Filling stations have been accused of profiteering from the panic over fuel supplies before and since Easter.
Clear evidence of naked profiteering is claimed by the Road Haulage Association.
“We have no doubt that diesel prices at the forecourt have rocketed as a result of the uncertainty caused by the threat of a tanker drivers’ strike”, said RHA Chief Executive Geoff Dunning.
“Retailers have doubled their profit margin on diesel over the past month. While the wholesale price of diesel has come down, none of this has been passed on to road users and if anything the price at the pump has gone up.
“There is no justification whatever for this excessive charging. Profit margins on diesel were already reasonable and have now doubled to around 7.4 pence a litre.
“This aggressive pricing amounts to more than the Chancellor’s hugely unwelcome duty increase due on August 1, when fuel tax goes up by 3.02 pence/litre.
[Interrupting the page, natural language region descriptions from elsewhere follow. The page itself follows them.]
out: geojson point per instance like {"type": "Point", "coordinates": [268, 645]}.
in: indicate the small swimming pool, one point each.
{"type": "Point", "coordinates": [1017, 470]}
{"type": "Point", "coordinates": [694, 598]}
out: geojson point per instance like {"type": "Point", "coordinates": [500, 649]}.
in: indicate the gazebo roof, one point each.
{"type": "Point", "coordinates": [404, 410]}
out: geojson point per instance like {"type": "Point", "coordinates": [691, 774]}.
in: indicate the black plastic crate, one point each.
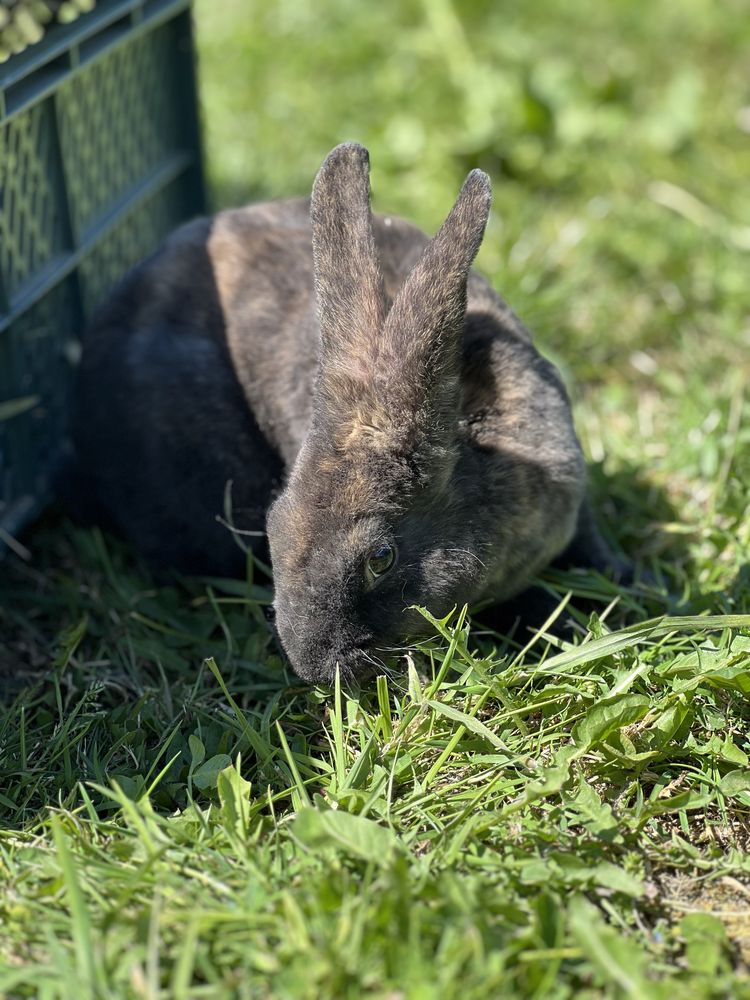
{"type": "Point", "coordinates": [99, 160]}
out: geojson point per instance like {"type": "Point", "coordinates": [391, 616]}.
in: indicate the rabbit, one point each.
{"type": "Point", "coordinates": [353, 397]}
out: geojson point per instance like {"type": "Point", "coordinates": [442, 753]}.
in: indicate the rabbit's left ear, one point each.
{"type": "Point", "coordinates": [412, 398]}
{"type": "Point", "coordinates": [348, 279]}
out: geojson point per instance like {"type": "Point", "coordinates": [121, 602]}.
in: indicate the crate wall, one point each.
{"type": "Point", "coordinates": [99, 160]}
“The predatory pricing by retailers is a severe blow the economy and, of particular concern to the RHA, to smaller hauliers who do not have their own bulk fuel supplies but make payments linked to forecourt prices.”
He concluded, “If this goes on any longer, the RHA is considering referring forecourt pricing to the Office of Fair Trading”.
Talks have been progressing on the fuel tanker drivers’ dispute and it is hoped a settlement will be reached this week and an offer will be put to the 2,000 drivers who have so far said they are prepared to take industrial action over their concerns and pay.
The Government has also been criticized for pressing ahead with training for Army drivers to handle and deliver fuel in the event of a strike.